I don’t mean to bore readers with the philosophical ruminations of a 2nd grader, but stay with me here awhile and tell me what you think.
To be brave vs cowardly, smart vs stupid, there has to be a real decision. If one acts bravely just because they weren’t aware of the alternate cowardly options, they shouldn’t give themselves too much credit. Likewise, if you do something smart only because you never thought of the stupid choice that someone else may have made, well, you don’t get a lot of credit for that either.
Today, for points to count, you have to have made a conscious discernment.
Um, writer, can you start discerning already.
On my mind: the attempt to find your values when the above virtues don’t cooperate. In other words, the end result of being cowardly/brave can be both smart/stupid, and vice versa. As much as we’d all love to be smart and brave all the time, the two can’t always associate.
You’re right! I was aware of this in second grade!
Unfortunately, to reach my point today, we’ll have to move up to middle school philosophy, and I’ll have to use the word brand.
Yes, B-R-A-N-D. I think we all dislike this word to some degree. We certainly hate applying it to ourselves, no matter how perfectly it may capture what we are describing. It’s just a word of course, and it’s the associations one makes that decides their feeling about it.
You’re obviously going to tell us why it bugs you so you might as well get on with it.
My mind goes straight to commercial manipulation. The superficial value something may gain due to its association with a brand name.
I hear “brand,” and I see a teenager shopping for shoes and buying the 100$ brand vs the 20$ unknown. I don’t want to get into the philosophy of values and whether not they are misguided. If you want the 100$ Nike’s I don’t judge (no seriously, I bought a pair the other day). You’re likely an adult and can make your own damn decisions. It’s seeing marketing indoctrinate the young to their brand that makes my skin crawl. (this paragraph has little to do with my eventual point but I didn’t want to edit it out… hope you enjoyed it)

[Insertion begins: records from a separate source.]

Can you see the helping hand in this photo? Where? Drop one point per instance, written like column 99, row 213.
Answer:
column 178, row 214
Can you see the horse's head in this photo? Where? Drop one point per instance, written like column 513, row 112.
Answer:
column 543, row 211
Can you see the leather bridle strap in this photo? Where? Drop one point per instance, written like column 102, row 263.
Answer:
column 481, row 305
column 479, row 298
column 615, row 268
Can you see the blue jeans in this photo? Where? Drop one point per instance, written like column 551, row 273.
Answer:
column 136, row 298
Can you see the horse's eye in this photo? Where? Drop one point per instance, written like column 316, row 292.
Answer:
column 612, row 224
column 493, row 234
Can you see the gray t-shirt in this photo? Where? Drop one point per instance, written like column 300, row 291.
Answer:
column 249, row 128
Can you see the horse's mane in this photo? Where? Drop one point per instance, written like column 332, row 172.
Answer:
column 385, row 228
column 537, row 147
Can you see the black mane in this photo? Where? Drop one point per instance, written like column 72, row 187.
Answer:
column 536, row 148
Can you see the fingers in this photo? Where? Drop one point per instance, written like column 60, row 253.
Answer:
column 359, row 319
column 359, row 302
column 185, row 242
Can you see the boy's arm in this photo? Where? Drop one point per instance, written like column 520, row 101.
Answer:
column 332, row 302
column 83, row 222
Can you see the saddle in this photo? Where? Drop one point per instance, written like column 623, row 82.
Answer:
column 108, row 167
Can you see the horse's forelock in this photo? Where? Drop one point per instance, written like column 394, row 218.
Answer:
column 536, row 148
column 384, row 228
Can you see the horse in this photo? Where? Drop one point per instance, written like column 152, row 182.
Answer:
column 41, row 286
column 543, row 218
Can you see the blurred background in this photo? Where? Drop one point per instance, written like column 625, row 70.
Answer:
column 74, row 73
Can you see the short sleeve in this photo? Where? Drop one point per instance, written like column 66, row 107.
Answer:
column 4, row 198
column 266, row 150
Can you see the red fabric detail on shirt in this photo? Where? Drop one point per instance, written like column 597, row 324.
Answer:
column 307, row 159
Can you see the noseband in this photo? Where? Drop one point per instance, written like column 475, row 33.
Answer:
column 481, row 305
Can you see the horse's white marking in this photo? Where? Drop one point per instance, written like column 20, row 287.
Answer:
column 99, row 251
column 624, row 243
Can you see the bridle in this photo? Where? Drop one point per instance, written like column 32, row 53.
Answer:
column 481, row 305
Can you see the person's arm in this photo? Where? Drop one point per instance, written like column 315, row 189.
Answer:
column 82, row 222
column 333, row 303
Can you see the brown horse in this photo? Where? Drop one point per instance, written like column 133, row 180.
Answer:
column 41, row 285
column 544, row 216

A better example: a teenage boy spending hundreds (maybe thousands) of dollars on a sound system for his car. The boy believes this will make him more attractive/popular. Understanding the origin of the cultural stupidity connected to the boy’s conclusion is staggering. Worse, understanding the deeper cultural stupidity that might make the boy’s strategy successful jumps straight over ‘staggering’ and lands right in depressing.
Note: for this exercise I will label something as culturally depressing if it would be embarrassing to have to explain to a technologically advanced alien species.
Okay I’m lost and bored. Seriously, if you don’t stay on topic Mr. T. Ellery, I’ll stop reading!
So stereo boy is sending out a signal about who he is with his stereo, branding himself, in a manner of speaking. (Okay, Okay, there was that one time where that one kid actually loved music THAT much and somehow managed to overlook that incredibly loud music had the completely unexpected and unwanted side effect of drawing attention. That same kid also happened to be obliviously innocent to the possibility that having expensive things associates him with having money. He also didn’t think girls would like him more if he had money. I admit it, okay, Yes! there was that one time.)
He better be getting somewhere. I love my stereo, this guy can piss off.
In my experience, the only people who actually likes the word brand are marketers and business executives in charge of cooperate hiring. If you’ve made it through a recent job interview without being asked the cliché “what is your brand?” then I envy you.
Really? They phrase it that way? They couldn’t just ask you what you stand for?
Good point. I guess that is the subtle difference that we dislike right there though isn’t it? Brand is what I tell the world I stand for. It’s connection to reality is decided by me, the brander. The corporate executive is aware of this, and sadly, they care more about the facade I’m going to put up then the reality.
Okay, so what does this have to do with all that smart bravery crap you made me read through?
Maybe being asked what your brand is rubs you the wrong way? Maybe it doesn’t. If you are brave in your branding, then your brand and what you stand for are one in the same. I want this blog and my novels to plainly show ‘what I stand for’. I don’t want to re-brand myself to reach a wider demographic. I don’t want to change my R rated novel into something PG so I can sneak it past unsuspecting parents. I can’t stand the idea of manipulating anyone. I don’t want to go anywhere near the border between convincing vs manipulative marketing. In other words, I always want the value to be real, no spin, and no sleight of hand.
Yet, it feels like the edge of a very stupid, although brave decision. I’m well aware of my unpopular perspectives, and yet I feel dishonest when I leave them out. It’s really the question of whether I am hunting a (1) larger audience of people I don’t ever offend, who might like what I have to say half of the time (2) small audience that really sees the world the same way I do.
Lately I’m seeing more value in the latter. It’s not as black and white as the paragraph above. Still, it’s been on my mind a lot lately.
Um… sounds like you knew the answer the whole time A-hole. Thanks for wasting my time. I could have summed that crap you with “be true to yourself”… Dumbass.